I'm having trouble making any progress with reader-event.


newLISP v.10.1.6 on OSX IPv4 UTF-8, execute 'newlisp -h' for more info.

> (reader-event re)
nil
>
> (+ 2 2)
4
> (define (re ex) (println "expression was " (string ex)))
(lambda (ex) (println "expression was " (string ex)))
> (+ 2 2)
4
> (reader-event re)
Segmentation fault


I think you should be able to do this  - re-define the expression currently used as the reader-event. If not, it should be prevented from being redefined...?

Lutz

#1
Redefining any function while it is executing will almost always lead to a crash.



Define the function to be used in 'reader-event' first, then register it with reader-event. As soon as reader-event is defined all code read in by newlISP will pass through this function.



The best way to develop for 'reader-event' is, to test the function first manually before registering:


> (define (re ex) (println "expression was " (string ex)))
(lambda (ex) (println "expression was " (string ex)))
> (re '(+ 2 2))
expression was (+ 2 2)
"(+ 2 2)"
> (reader-event re)
$reader-event
> (+ 2 2)
expression was (+ 2 2)
"(+ 2 2)"
> abc
expression was abc
"abc"
>


The return value of the event function, is what newLISP will see for evaluation. That is why in your example, we will always see a string of what we entered, because its the return value of the event function. An event function should analyze the entered expression looking for specific patterns and then return the expression with specific patterns in it transformed.

Lutz

#2
Turns out the the problem was not caused by redefining the handler while executing, but defining the handler with an unquoted nil. As a workaround, if disabling 'reader-event' always use a quoted nil. A future version will not care if quoted or unquoted.

cormullion

#3
Thanks Lutz! I'd considered that possibility, but had reasoned with myself that newLISP might have finished executing the current reader-event function before assigning the new function to reader-event... It looks that way from where I sit... :)

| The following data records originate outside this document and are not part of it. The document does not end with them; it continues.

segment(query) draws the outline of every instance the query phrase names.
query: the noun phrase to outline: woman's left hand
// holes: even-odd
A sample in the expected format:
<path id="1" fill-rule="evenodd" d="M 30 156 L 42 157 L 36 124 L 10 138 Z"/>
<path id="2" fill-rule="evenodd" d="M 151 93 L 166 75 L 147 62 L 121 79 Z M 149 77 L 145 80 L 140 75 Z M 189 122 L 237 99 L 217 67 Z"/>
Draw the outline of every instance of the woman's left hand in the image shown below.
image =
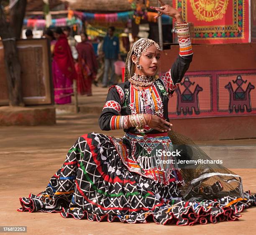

I'll continue my investigations.



By  'translation', I presume you mean the first 1 to 7 steps listed in the section Namespaces and the translation and evaluation cycle of the document Expression Evaluation in newLISP ... ? Does this mean that you could somehow 'translate' newLISP code and save the results of the translation for later execution. (Although that looks a bit tricky to me.) Must be some time savings there?

Lutz

#4
QuoteMust be some time savings there?

newLISP translates source into an internal binary format at a speed of about 10 Mbyte per second on a 1.83 Ghz Mac Mini. So a somewhat bigger program of about a 100K would take only about 10 ms to be translated into newLISP's internal binary s-expression format consisting of linked lists of lisp cells.



Internally the binary format carries absolute memory references (pointers). For saving we would have to translate these in to relative references and then have a relocating loader program do an address fixup whe n bringing the stuff back into memory. In a similar way work binary program loaders in an OS.



I believe such a loader would have a hard time to match newLISP's translation speed from human readable source.



But for the sake of arguing, lets assume such a binary loader could drive the the time close to 0 ms. The overall run/execution time of our 100K program would still be much bigger then 10ms. So little would be gained to make a fast translation process faster by pre-translating and binary loading.